The real hook appears to be in the final couple of paragraphs from today’s column:
“…the Cardiff researchers found one other key statistic that helps to explain why this has happened. For each of the 20 years from 1985, they dug out figures for the editorial staffing levels of all the Fleet Street publications and compared them with the amount of space they were filling. They discovered that the average Fleet Street journalist now is filling three times as much space as he or she was in 1985. In other words, as a crude average, they have only one-third of the time that they used to have to do their jobs. Generally, they don’t find their own stories, or check their content, because they simply don’t have the time.”
That partly tallies with my own experience and that of others I know within the industry. Somedays that well-written press release relevant to your patch is just too good to pass up. Other days, if you want to take time getting one story as good as it possibly can be, the rest of them tend to be a little bit more rushed. Journalists are, after all, only human.
I’ve also been involved in stories where I’ve had pretty intimate first-hand knowledge of both the subject and breaking news story. It’s in this case that often things fall down as the hunger for a fresh angle takes over. However, in defence of journalism, if you’ve got a complex breaking story, it’s never easy, especially if you’re going into an area cold.
In this respect, I’ve got a lot more time for Martin Bell’s argument against salaciousness, which has also appeared on CiF today. I was always taught, if the story’s strong enough, you don’t need to embellish it .

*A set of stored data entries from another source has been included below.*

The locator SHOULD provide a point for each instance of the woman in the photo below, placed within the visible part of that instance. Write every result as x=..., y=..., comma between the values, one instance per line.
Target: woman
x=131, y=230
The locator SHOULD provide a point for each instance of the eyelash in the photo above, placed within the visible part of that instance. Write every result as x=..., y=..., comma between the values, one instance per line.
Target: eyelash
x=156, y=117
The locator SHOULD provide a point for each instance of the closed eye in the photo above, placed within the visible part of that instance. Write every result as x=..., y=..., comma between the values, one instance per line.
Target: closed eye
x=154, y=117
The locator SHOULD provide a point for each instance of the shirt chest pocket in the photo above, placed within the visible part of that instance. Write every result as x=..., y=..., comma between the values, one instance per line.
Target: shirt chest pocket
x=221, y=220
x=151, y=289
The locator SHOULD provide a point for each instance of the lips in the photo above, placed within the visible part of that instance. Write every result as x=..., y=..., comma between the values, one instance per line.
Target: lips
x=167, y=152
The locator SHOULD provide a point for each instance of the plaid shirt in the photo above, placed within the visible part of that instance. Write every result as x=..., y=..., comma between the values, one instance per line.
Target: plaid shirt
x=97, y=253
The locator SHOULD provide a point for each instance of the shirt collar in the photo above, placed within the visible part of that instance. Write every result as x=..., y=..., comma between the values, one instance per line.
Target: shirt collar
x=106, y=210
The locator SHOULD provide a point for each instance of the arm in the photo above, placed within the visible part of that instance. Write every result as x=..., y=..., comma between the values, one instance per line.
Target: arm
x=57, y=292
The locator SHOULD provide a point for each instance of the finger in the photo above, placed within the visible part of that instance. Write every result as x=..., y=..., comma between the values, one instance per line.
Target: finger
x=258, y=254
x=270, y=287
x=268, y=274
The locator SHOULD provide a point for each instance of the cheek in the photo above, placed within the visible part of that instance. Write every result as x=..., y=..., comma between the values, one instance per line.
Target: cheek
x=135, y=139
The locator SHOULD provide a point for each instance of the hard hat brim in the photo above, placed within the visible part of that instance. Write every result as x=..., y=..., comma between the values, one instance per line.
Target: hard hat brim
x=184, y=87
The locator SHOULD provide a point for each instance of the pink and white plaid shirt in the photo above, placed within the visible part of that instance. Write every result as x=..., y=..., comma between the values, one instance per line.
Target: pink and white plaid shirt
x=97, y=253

So yes, there is definitely an argument that journalism has suffered due to staffing cutbacks, time constraints, and a 24-hour news culture. But any journalist worth their salt, even on the busiest desk, should be able to pick up their own stories, once they get to know the patch well enough; they should be able to get most of the basic facts right. Most journalists I know have a fairly high bullshit detector.

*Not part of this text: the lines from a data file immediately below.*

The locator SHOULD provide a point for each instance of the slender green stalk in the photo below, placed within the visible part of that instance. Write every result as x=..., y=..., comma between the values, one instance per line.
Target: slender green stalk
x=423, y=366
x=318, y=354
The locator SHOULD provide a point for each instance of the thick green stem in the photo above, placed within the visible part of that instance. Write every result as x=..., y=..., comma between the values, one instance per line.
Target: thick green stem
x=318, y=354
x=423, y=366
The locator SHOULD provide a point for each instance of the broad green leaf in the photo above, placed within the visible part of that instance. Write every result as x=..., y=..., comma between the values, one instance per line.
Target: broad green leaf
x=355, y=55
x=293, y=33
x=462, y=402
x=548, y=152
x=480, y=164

There’s a nice quote from the Independent on Sunday’s editor John Mullin on the Press Gazette blog in response to Davies:
“It’s interesting thesis…No one would deny there is a modicum of truth in what he says. Life is harder in journalism than probably it was 20 years ago. But to say journalism as a whole is a passive processor of news is completely wrong.”
I’d broadly go along with that position. Davies is certainly not barking up the wrong tree. He definitely has a point, and if his comments encourage the profession to take a look at itself, that can only be a good thing. Whether or not journalists actively distort the news is another thing altogether. From my own experience, and I appreciate this is limited because it doesn’t include nationals, I’d say not. But then I would say that, wouldn’t I?
 And, unless I’ve read this wrong, he also doesn’t seem to count news agencies (such as pa and Reuters) as real journalists, which does them as massive disservice.
 As a quick aside here, this also shows the value of good and sensible PR. If the PR is done well, journalists shouldn’t have to be questioning the basics. If you’ve got an efficient, understanding, quick, helpful PR with a good nose for news, then it makes sense the journalist will return to them. Plus, keeping good contacts with the PR industry is useful for a journalist – you never know when you might need them. There’s still a perception that anything to do with public relations is a bad thing, and ‘the enemy’, when it really isn’t by any means.
 Although, again it’s a very idealistic vision here. As one early commenter on Bell’s piece points out, salaciousness and celebrity sells. But that doesn’t, and shouldn’t, necessarily mean news pitches itself into a race to the bottom. Often journalism acquits itself pretty well.